La stagione cinematografica successiva al neorealismo ha costruito canoni completamente nuovi. Ci ha regalato autori che rappresentano dei cardini del nostro cinema. Tra questi possiamo ricordare pilastri come Liliana Cavani, Francesco Rosi, Pierpaolo Pasolini ed Elio Petri. Senza dimenticare i grandi registi di genere come Mario Bava, Lucio Fulci, Dario Argento e Sergio Leone. Non ultimi “chiudono la fila” i mostri sacri del cinema visionario e personale come Michelangelo Antonioni e Federico Fellini. Oltre ai nomi citati si deve obbligatoriamente inserire quello di Bernardo Bertolucci.
Bertolucci cresce a Parma nei primi anni ’50 con il desiderio di seguire le orme paterne e comporre poesie per vivere. La tendenza a uno stile lirico rimarrà nella sua sensibilità ed entrerà ampiamente nella sua produzione filmica. Decide di dedicarsi al cinema grazie alla collaborazione con l’amico Pierpaolo Pasolini.
Fine conoscitore dell’animo umano e della storia del nostro paese, Bertolucci era sempre alla ricerca di un cinema impegnato e insieme di stampo umanistico. Il suo stile raffinato e introspettivo strizza l’occhio al cinema d’oltralpe. Ha abbracciato tematiche universali espresse attraverso storie intime.

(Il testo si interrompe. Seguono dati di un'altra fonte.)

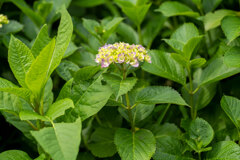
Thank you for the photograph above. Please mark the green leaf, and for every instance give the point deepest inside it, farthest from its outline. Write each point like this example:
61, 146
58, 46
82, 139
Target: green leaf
12, 27
185, 32
190, 46
201, 132
217, 71
175, 8
91, 26
231, 31
60, 141
92, 99
86, 73
152, 29
36, 18
30, 115
7, 86
169, 147
127, 33
159, 94
232, 57
164, 66
213, 20
111, 26
136, 12
66, 69
88, 3
209, 6
14, 155
66, 90
20, 59
101, 143
226, 150
64, 35
139, 145
118, 85
198, 62
231, 107
39, 71
58, 108
180, 59
41, 41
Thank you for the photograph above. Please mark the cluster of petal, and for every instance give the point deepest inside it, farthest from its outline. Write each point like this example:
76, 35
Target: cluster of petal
122, 53
3, 20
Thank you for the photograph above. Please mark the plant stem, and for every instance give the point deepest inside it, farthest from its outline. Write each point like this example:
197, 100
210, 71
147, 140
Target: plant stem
163, 114
128, 102
140, 34
193, 108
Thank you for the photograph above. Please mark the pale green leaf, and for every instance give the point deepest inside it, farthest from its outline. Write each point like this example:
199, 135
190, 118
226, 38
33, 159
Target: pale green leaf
93, 99
139, 145
231, 107
198, 62
39, 72
64, 35
118, 85
14, 155
31, 115
231, 31
159, 94
41, 41
201, 132
232, 57
175, 8
58, 108
60, 141
213, 20
7, 86
226, 150
217, 71
164, 66
101, 143
20, 59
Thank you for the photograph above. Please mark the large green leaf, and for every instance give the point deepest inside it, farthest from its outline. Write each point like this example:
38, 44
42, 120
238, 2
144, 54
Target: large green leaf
159, 94
41, 41
12, 27
231, 31
139, 145
66, 69
232, 57
92, 99
231, 107
58, 108
213, 20
217, 71
14, 155
175, 8
165, 66
36, 18
39, 72
226, 150
135, 11
60, 141
64, 35
201, 132
20, 59
118, 85
7, 86
101, 142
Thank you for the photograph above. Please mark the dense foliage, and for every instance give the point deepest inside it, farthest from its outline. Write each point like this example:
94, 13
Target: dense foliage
119, 79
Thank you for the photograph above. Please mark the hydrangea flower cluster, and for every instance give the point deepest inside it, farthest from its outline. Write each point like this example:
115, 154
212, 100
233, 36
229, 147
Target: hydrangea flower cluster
3, 20
122, 53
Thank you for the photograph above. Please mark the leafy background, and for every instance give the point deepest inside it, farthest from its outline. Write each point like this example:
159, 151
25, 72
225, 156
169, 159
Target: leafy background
194, 45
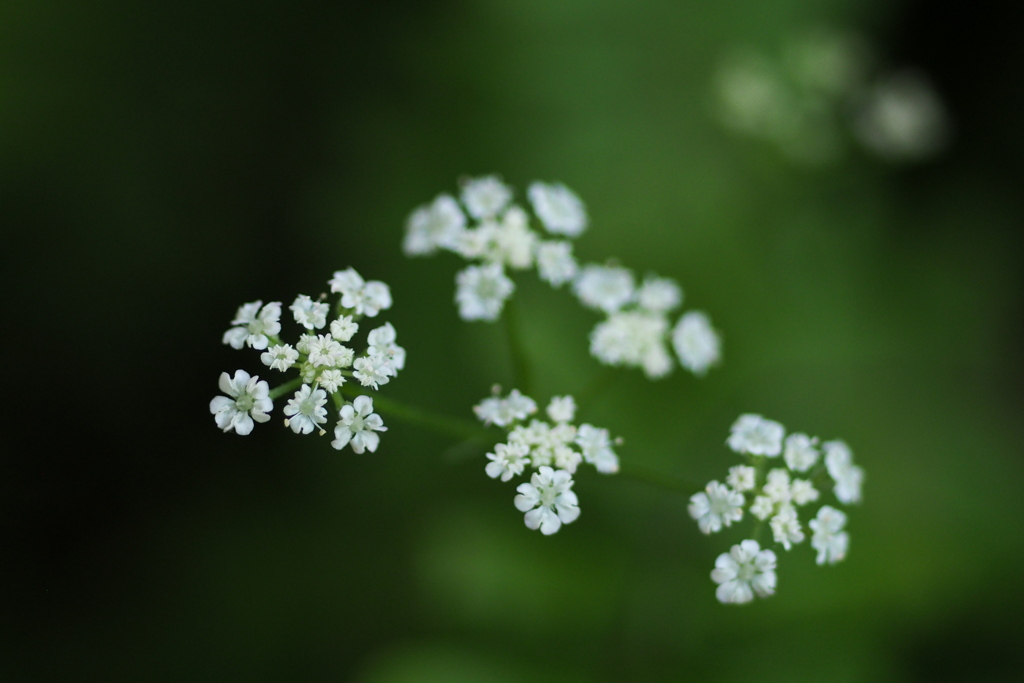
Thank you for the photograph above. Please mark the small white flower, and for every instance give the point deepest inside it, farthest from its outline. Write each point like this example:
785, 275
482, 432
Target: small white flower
256, 326
548, 501
803, 492
344, 329
481, 292
635, 339
331, 380
745, 569
828, 538
716, 506
305, 411
381, 341
514, 242
659, 295
561, 409
848, 477
777, 486
365, 298
249, 400
763, 507
800, 453
508, 460
756, 435
785, 526
485, 197
696, 343
357, 426
596, 446
433, 226
555, 264
741, 477
280, 356
373, 371
558, 208
604, 287
310, 314
326, 352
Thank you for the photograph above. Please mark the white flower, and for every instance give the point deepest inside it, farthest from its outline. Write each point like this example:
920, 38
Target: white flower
481, 292
558, 208
514, 242
745, 569
635, 339
485, 197
331, 380
696, 343
604, 287
548, 501
803, 492
741, 477
763, 507
800, 453
305, 411
249, 400
659, 295
716, 506
596, 446
357, 426
849, 477
325, 351
785, 526
373, 370
561, 409
310, 314
777, 485
344, 329
828, 538
508, 460
902, 119
433, 226
754, 434
555, 263
255, 326
365, 298
280, 356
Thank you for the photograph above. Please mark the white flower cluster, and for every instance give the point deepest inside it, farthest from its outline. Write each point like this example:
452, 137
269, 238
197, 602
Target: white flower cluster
491, 230
637, 331
554, 449
775, 497
821, 91
323, 360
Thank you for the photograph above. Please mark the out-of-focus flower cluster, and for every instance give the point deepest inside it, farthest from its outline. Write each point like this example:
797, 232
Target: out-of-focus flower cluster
823, 89
553, 449
487, 227
776, 496
324, 358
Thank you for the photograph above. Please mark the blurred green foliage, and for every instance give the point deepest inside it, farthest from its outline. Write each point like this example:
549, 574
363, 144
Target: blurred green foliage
161, 163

Non si può dimenticare quanto Bernardo Bertolucci abbia donato al cinema e quanto abbia influenzato le successive generazioni in patria e all’estero. Per questo abbiamo selezionato cinque opere fondamentali per comprendere il cinema dell’autore emiliano.
1) Il conformista, 1970
Commissionato dalla Paramount Pictures, allora nota in Italia come Mars Film, è tratto dall’omonimo capolavoro di Alberto Moravia. Quando ricevette la proposta, Bernardo Bertolucci non aveva ancora letto il romanzo. Scoprendone il potenziale in appena un mese scrisse la sceneggiatura de Il conformista.

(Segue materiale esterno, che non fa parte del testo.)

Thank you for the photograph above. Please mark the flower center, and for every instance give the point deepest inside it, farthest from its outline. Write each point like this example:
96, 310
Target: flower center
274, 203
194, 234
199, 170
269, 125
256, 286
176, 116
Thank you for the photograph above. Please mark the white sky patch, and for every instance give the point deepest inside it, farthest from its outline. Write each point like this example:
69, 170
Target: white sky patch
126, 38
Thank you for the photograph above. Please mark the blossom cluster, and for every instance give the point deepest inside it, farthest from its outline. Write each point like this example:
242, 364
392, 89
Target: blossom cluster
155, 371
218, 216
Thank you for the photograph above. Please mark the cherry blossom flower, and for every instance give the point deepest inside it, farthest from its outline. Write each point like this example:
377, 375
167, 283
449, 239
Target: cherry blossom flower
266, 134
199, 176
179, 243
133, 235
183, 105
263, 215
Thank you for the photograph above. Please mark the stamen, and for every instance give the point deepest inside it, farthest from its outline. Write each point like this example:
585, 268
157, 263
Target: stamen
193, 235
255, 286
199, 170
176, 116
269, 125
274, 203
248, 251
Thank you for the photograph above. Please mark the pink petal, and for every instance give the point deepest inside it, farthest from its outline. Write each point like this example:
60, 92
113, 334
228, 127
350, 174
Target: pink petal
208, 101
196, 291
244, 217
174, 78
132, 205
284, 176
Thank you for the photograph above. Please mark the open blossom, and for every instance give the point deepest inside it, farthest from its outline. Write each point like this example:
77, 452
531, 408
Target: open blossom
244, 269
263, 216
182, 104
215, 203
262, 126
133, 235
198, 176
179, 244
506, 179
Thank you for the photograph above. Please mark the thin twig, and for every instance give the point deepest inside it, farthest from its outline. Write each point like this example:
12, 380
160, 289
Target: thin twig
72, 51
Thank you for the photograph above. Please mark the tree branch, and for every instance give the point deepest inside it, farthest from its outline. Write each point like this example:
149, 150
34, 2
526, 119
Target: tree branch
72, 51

Il noto attore francese Jean-Louis Trintignant viene scelto per interpretare l’ambiguo protagonista, Marcello Clerici, un insegnante di filosofia che nel 1938 decide di dare una svolta alla propria vita. Entra così a far parte della polizia politica fascista e lavora come spia allo scopo di reperire informazioni per il regime.
Attraverso dei flashback conosciamo il difficile passato del giovane Marcello, vittima di un tentativo di violenza sessuale. Quando gli viene commissionato un nuovo lavoro la sua morale si trova a un bivio. Deve uccidere un docente di filosofia, antifascista stabilitosi in Francia. Straziato dai dubbi, si reca con la moglie (Stefania Sandrelli) a Parigi, dove deciderà da che parte stare.
Il regista descrive il protagonista con perizia antropologica. Non abbandona mai il suo personaggio, sul quale è fissata la macchina da presa. Marcello è alla ricerca dell’eponimo conformismo. Afferma a più riprese di voler entrare in quella normalità che ha da sempre sognato, spezzata da un’infanzia anormale. Per farlo è disposto a compromettersi col regime.
La diegesi è illuminata dalla fotografia di Vittorio Storaro, che crea dei quadri di immane bellezza e simmetria. Viene messa in luce proprio la morale cieca del protagonista. Il ritmo, posato, descrive personaggi nella loro credibilità, non come mostri, ma umani, deboli e pronti al compromesso.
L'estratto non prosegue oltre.